I am new here, I just start with one of the things I wanna do here. I am hoping to get some feedback, maybe someone experienced similar things and could give me tips what to do.

I am 36 years old and a professional dancer. Sexually I consider myself like a complete beginner. I had my first sex with 23 and my first orgasm with a clitoral vibrator around 30.

I am highly interested in anything sexual, however often I find myself not wanting it which is strange. I can get off touching myself but nothing too crazy, I go soft and when I wanna climax I use my womanizer and then I come within seconds.

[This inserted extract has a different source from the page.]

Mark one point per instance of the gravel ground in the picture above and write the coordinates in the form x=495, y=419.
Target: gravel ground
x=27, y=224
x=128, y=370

It is difficult for me to come without it, sometimes I cum with just rubbing my clit very fast.

I am dissatisfied with these kinds of orgasms though, as I feel there are more intense layers lying behind them but I don`t know how to access them because after this first climax, I loose all desire to continue and clit is too sensitive.

I feel when I just pleasure myself inside vagina that I barely feel anything, at least nothing sexual, maybe just that desire for more and that makes me compulsively reach to my vibrator.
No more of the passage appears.